Wednesday, April 10, 2013

I -- Imagination Inspires Invention

I had a teacher in high school who said that science fiction always precedes science. Always. What it boils down to is that the idea precedes the product. As writers we produce creative ideas by the ton. That doesn't mean that all of them are going to fly, but there is a chance that one will stick in the craw of the right scientist or inventor somewhere along the line.

For example, the Great Bird of the Galaxy, Gene Roddenberry, gave us the original Star Trek television series and within that the small, handheld communicator. Within 30 years we had them and called them and called them cell phones. In less than 50 years we have rocketed past mere communication devices and added music, videos, games, maps, Internet, books, and, well, we seem to be hot on the trail of fitting the entire bridge into a handheld device.

If H.G. Wells had not sent a man to the moon, would someone have become obsessed with actually doing it? If he hadn't created a time machine, would people still be trying to do it today?

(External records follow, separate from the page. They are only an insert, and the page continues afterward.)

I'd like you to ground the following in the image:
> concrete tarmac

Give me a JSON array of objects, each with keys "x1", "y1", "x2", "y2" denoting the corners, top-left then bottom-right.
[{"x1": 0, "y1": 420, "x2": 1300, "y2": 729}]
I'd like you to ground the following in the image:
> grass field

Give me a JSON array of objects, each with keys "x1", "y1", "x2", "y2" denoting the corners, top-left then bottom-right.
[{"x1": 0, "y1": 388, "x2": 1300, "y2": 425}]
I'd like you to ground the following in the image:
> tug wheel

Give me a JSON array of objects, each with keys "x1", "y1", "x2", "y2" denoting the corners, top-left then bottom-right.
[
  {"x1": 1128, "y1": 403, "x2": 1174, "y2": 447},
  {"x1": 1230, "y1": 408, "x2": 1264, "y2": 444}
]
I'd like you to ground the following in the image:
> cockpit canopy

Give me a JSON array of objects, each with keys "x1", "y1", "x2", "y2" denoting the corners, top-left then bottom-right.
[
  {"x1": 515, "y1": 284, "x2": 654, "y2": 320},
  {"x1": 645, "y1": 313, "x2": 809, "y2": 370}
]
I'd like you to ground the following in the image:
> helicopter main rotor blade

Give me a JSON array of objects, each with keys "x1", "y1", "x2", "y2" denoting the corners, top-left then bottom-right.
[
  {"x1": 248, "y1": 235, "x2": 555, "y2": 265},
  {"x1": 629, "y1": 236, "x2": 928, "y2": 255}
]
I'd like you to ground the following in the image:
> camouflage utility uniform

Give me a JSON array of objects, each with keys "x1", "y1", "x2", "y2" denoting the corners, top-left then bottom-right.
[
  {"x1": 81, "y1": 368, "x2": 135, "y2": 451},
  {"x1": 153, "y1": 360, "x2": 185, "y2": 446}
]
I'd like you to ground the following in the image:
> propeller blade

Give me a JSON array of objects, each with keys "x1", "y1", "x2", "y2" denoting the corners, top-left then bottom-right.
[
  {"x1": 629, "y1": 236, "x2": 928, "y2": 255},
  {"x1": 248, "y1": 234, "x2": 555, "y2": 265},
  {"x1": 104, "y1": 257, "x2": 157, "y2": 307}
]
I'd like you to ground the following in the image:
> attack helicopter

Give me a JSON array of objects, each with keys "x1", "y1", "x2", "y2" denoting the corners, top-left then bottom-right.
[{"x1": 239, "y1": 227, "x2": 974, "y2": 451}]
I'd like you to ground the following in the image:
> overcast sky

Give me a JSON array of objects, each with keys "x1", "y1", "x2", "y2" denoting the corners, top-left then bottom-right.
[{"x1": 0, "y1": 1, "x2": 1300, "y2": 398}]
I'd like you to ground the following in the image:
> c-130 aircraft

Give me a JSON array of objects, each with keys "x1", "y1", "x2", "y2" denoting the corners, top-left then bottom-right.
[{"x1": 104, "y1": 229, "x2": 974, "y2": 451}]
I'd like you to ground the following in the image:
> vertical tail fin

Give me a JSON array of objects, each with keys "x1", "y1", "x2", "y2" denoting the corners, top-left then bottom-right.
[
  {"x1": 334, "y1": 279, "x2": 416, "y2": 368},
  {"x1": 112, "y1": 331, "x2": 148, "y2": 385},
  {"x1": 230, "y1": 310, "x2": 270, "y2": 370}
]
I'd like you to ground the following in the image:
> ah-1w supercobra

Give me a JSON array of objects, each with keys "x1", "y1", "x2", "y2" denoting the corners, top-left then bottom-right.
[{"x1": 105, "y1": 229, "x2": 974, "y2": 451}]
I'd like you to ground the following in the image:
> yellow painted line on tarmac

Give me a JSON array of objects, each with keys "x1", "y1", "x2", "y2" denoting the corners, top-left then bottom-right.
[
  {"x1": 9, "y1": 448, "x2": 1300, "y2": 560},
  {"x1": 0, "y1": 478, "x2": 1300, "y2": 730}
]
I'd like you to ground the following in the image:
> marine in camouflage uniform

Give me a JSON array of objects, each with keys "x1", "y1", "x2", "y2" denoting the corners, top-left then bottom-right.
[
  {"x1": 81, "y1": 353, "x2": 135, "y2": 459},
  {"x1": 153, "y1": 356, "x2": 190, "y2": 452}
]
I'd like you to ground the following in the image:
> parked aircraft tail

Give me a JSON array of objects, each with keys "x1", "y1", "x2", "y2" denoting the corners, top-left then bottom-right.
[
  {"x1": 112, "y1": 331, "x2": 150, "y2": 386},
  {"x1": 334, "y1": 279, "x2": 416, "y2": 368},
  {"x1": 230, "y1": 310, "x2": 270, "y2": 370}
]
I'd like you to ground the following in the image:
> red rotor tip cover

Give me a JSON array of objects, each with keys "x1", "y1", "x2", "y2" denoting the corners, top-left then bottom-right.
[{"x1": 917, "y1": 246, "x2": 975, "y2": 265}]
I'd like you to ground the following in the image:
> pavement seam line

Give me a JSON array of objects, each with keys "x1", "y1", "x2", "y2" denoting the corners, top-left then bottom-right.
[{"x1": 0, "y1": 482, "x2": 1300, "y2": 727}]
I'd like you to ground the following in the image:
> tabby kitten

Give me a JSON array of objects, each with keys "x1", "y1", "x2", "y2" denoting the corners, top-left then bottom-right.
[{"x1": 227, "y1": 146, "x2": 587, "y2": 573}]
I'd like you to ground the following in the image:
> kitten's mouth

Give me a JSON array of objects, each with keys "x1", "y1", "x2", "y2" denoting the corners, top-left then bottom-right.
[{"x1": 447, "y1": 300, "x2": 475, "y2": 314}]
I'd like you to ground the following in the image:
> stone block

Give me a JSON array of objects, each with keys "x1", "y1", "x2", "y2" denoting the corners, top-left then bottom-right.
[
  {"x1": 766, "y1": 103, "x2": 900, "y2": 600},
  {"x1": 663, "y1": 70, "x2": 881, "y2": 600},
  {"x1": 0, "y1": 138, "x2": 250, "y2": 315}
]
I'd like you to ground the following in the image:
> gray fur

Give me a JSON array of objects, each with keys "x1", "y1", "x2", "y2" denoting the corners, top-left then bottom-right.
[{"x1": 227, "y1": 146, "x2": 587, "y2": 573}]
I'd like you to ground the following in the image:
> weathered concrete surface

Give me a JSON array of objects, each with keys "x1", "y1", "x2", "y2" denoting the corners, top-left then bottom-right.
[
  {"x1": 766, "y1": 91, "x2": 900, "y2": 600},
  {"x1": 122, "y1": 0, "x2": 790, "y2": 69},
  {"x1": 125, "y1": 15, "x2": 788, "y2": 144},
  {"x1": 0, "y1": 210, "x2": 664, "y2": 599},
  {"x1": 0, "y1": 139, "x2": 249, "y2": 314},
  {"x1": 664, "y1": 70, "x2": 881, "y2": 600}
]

The other half of this formula is believing that the impossible can be achieved. Many years ago I was working at IBM. A software engineer I worked with told me that personal computers couldn't go any further than where they had gone in the mid 1980s. This was because of the problem with the processor overheating. I could still see the future though and seriously doubted his negativity.

In case you hadn't noticed, we have gone far beyond those old dinosaur computers. So what happened? Just a little thing called superconductivity. Experiments in attempts to reach absolute zero achieved surprising results that led to technology solving the problem with the computers of the day.

Many writers also have a background in science. Kathy Reichs actually is a forensic anthropologist. Michael Crichton studied medicine and science at Harvard. Arthur C. Clarke was an inventor who won an award for creating a satellite communication system in the 1960s. Isaac Asimov was a professor of biochemistry.

The thought processes between writers and scientists seem to have a lot in common. We are the people who ask "what if?" and then spend time figuring out how that would work. We just have different levels of bringing these ideas to fruition.

As writers we are always creating -- even the future.

1 comment:

  1. Thank you for sharing a very thought provoking post...and you are spot on about the mobile phones and Star Trek, seems quite unbelievable really.